Dalam kadar berbeda-beda, hidup belaka
dijalani oleh penduduk di tanah-tanah jajahan, pengungsi, minoritas yang
didiskriminasikan, korban pelanggaran HAM, serta mereka yang hak-haknya
diabaikan dan menjadi permainan kekuasaan. Kehidupan kaum marjinal
menyingkapkan kepada kita bahwa keadaan darurat telah jadi aturan harian
bagi mereka. Namun, hidup belaka yang mereka jalani tidak ada secara
alamiah. Hal itu adalah hasil praktik-praktik politik suatu rezim yang
mengubah politik menjadi sekadar alat kesintasan.
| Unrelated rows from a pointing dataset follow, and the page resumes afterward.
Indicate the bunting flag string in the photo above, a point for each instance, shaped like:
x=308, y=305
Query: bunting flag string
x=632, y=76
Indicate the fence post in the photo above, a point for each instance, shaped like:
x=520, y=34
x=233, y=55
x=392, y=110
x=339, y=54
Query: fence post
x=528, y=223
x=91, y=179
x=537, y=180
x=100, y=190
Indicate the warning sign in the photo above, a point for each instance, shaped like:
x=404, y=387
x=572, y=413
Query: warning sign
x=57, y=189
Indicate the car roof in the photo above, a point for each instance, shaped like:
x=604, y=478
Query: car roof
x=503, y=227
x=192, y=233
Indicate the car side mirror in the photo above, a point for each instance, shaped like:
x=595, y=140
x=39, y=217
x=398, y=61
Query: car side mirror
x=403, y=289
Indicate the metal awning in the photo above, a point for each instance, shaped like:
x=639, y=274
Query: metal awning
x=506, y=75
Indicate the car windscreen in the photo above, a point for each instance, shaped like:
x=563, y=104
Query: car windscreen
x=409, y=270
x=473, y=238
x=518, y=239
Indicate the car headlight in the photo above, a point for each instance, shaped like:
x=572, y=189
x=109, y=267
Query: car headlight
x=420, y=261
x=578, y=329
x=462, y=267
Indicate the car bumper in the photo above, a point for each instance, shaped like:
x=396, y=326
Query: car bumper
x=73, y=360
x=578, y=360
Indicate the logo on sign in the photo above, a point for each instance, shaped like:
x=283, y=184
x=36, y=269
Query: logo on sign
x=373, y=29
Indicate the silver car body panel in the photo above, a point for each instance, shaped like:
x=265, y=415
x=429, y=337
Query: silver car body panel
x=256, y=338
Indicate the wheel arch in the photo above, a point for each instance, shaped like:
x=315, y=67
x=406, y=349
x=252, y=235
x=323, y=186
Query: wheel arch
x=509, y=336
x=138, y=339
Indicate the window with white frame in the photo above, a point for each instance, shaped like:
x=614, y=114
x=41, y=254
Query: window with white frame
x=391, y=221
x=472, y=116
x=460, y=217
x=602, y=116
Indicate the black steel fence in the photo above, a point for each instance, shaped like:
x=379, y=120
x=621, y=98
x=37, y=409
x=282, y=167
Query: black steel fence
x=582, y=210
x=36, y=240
Ketika
keputusan pemimpin diperjualbelikan, bukan hanya pemimpin itu sendiri
kehilangan martabatnya dengan berubah menjadi komoditas. Ruang yang
menganga di antara dirinya dan rakyat yang menerima keputusannya dengan
serta-merta berubah menjadi zona vakum hukum yang mengempaskan rakyat ke
dalam hidup belaka. Zona itulah tempat yang sangat rentan untuk
kesewenangan permainan kekuasaan. Percaloan, mafia, dan premanisme yang
merajalela di birokrasi, peradilan, dan parlemen melemparkan rakyat ke
dalam keadaan darurat yang konstan. Wajah mereka kita saksikan di
mana-mana. Suatu politik yang bermartabat menyangkut upaya-upaya penuh
keutamaan untuk mengubah hidup belaka menjadi hidup yang baik.
Kita
boleh mengatakan bahwa para tokoh pergerakan kemerdekaan kita, antara
lain IJ Kasimo, mempraktikkan tindakan kepemimpinan yang bermartabat,
yakni pantang menjual keputusan mereka kepada pihak mana pun. Perjuangan
kemerdekaan itu sendiri adalah suatu upaya politis untuk memartabatkan
rakyat, yaitu mengubah nasib rakyat dari hidup belaka menjadi hidup yang
baik. Di zaman kita, ketika keputusan para pejabat publik dijualbelikan
dan banyak anggota masyarakat kita menjalani hidup belaka karena
menjadi permainan kekuasaan, contoh politik berintegritas, berkarakter,
dan prorakyat yang memancar dari tokoh seperti Kasimo menjadi normatif. Hanya
politik yang memartabatkan rakyat yang boleh disebut bermartabat.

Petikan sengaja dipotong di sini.